Let's compare how well our embeddings capture semantic relationships by testing with related queries.

In [9]:
# Define semantically related queries
related_queries = [
    "What is HRV?",
    "How is heart rate variability measured?",
    "What factors affect heart rate variability?",
    "How does HRV relate to stress?",
    "Can HRV predict overtraining?"
]

# Generate embeddings
related_embeddings = embedder.embed_query(related_queries)

# Calculate similarity between queries
query_similarity = cosine_similarity(related_embeddings)

# Visualize query similarity
plt.figure(figsize=(10, 8))
sns.heatmap(query_similarity, annot=True, cmap='Blues', vmin=0, vmax=1,
            xticklabels=[q[:20] + '...' for q in related_queries],
            yticklabels=[q[:20] + '...' for q in related_queries])
plt.title('Semantic Similarity Between Related Queries', fontsize=16)
plt.tight_layout()
plt.savefig(OUTPUT_DIR / "query_semantic_similarity.png", dpi=300)
plt.show()

## Conclusion

In this notebook, we've visualized and analyzed the embedding space of our document corpus. Key findings include:

1. **Document Clustering**: We identified natural clusters in our document space that largely align with the document categories.

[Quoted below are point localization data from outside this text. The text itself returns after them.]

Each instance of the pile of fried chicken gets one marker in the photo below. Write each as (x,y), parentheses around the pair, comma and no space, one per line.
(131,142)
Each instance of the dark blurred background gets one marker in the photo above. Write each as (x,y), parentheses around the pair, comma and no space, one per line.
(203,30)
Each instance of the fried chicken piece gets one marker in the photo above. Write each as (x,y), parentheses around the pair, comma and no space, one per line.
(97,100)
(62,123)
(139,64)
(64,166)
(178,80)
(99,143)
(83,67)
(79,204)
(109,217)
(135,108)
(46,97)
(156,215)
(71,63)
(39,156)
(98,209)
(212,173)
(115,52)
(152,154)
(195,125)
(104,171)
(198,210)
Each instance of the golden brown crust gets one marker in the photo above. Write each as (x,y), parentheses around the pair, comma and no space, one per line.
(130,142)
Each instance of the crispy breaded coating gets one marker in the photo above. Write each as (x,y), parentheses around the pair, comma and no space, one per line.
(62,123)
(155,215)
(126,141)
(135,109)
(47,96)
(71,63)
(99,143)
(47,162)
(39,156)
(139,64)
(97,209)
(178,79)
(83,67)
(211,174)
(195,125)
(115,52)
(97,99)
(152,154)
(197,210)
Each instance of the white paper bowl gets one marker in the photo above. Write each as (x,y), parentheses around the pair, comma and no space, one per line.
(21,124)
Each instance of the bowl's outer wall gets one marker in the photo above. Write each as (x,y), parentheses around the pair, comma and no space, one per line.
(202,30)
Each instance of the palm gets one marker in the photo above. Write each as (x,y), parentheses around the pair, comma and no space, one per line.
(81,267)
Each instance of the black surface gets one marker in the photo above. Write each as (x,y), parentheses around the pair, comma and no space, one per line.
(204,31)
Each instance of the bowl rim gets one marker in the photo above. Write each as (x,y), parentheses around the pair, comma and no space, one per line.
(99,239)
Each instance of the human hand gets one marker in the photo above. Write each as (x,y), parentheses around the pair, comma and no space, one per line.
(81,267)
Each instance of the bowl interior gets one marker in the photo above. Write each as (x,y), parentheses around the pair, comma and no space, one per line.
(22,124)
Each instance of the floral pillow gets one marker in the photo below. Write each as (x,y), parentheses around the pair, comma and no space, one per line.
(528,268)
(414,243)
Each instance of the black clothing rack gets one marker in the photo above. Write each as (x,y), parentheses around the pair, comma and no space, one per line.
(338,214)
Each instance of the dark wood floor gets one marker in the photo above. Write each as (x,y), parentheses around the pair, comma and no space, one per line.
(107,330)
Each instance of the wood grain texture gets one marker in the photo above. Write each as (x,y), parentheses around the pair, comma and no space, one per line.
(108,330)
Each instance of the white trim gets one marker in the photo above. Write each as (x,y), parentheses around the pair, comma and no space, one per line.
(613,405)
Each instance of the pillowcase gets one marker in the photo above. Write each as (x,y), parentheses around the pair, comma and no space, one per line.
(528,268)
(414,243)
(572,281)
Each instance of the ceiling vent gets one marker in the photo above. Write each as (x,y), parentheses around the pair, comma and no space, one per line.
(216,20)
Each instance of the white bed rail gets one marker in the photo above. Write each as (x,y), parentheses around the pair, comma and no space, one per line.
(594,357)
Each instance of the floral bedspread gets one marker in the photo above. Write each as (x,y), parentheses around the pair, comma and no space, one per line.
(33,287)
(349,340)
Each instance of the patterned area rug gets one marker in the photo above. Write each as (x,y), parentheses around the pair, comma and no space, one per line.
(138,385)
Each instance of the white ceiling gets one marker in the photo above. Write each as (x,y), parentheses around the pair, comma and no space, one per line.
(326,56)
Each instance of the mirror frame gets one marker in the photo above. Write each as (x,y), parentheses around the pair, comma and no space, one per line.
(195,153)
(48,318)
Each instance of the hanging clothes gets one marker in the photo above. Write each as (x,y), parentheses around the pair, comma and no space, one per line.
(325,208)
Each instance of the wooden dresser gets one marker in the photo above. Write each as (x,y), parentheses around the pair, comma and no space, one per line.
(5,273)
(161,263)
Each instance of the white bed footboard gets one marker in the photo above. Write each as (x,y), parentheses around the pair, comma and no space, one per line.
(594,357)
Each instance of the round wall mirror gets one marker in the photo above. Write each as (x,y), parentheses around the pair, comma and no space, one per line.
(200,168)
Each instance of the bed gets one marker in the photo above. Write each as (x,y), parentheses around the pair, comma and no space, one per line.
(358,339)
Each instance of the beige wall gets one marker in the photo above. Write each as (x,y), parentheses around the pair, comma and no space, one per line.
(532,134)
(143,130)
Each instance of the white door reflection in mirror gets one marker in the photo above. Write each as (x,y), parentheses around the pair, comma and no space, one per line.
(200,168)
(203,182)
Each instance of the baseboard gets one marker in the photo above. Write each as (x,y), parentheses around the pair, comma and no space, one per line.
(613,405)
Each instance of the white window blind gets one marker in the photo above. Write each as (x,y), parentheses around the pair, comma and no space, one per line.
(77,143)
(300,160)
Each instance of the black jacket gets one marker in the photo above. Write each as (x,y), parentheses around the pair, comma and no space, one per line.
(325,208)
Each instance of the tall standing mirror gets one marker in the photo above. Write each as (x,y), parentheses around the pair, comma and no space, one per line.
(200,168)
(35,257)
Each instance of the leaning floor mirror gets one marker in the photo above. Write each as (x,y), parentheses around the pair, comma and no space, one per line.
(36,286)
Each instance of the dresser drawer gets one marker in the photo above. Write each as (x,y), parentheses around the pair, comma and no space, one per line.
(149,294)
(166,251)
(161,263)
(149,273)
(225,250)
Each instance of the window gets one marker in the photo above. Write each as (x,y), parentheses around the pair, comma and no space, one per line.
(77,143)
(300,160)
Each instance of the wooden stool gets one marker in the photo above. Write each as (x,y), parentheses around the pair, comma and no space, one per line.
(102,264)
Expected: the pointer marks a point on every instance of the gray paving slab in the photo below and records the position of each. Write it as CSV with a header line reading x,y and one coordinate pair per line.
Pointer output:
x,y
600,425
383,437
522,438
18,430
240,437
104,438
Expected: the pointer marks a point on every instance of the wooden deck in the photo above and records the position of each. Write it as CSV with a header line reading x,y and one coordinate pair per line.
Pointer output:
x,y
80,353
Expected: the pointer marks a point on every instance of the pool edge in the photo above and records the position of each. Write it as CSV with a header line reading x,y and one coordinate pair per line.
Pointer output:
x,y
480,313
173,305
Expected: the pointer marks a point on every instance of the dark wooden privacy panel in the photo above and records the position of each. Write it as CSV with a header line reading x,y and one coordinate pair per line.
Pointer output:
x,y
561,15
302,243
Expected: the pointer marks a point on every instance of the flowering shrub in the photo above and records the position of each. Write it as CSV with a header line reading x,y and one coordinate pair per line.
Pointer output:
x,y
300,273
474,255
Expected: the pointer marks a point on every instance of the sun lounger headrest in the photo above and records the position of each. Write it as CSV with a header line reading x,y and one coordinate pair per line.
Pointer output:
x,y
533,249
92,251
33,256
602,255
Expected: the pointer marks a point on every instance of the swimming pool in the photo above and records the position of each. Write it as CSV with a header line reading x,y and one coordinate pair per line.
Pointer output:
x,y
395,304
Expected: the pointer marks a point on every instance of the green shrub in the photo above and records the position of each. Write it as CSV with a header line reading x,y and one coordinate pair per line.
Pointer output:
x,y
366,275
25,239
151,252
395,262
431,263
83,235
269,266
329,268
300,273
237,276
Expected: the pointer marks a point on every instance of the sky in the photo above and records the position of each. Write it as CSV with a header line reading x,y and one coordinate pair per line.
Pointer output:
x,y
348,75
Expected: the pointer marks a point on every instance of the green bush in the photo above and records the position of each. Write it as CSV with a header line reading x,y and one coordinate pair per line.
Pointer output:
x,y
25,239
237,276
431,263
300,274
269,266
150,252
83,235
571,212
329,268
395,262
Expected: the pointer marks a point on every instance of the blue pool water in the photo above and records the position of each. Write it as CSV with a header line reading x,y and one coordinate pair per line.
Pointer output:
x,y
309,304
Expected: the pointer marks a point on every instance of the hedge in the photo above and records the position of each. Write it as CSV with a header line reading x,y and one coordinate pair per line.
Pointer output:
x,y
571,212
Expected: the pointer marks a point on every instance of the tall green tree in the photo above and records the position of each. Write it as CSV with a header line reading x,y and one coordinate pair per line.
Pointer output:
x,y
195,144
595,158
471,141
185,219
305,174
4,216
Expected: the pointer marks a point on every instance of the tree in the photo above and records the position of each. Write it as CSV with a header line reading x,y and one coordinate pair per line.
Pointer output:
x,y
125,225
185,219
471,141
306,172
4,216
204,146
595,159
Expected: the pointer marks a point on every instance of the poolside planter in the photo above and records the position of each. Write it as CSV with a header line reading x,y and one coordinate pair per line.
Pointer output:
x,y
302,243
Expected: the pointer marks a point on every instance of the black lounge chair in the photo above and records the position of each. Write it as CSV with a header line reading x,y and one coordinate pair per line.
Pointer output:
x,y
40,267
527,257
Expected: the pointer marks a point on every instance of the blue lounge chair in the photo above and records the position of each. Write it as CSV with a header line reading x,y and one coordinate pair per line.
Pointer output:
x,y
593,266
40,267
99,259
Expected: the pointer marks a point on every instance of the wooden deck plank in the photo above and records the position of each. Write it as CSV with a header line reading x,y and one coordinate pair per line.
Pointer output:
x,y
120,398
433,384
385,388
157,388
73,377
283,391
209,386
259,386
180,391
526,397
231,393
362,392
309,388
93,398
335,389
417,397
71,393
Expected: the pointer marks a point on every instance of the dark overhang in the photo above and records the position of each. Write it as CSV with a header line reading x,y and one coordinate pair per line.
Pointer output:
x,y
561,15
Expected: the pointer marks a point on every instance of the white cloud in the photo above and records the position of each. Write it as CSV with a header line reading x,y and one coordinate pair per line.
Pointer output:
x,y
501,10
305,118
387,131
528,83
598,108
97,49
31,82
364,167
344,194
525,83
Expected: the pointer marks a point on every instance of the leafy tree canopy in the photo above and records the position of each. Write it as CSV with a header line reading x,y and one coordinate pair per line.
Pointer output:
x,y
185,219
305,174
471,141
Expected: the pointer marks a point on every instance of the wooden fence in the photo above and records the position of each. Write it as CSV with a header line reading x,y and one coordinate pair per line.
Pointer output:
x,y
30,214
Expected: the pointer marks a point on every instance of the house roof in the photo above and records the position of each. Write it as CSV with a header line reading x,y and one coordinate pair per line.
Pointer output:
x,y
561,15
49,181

2. **Query-Document Relationships**: We visualized how different queries relate to our documents, showing which documents are most semantically similar to specific queries.

3. **Embedding Quality**: We evaluated the quality of our embeddings by examining how well they capture semantic relationships between related queries.

These visualizations provide valuable insights into the behavior of our retrieval system and can help identify areas for improvement.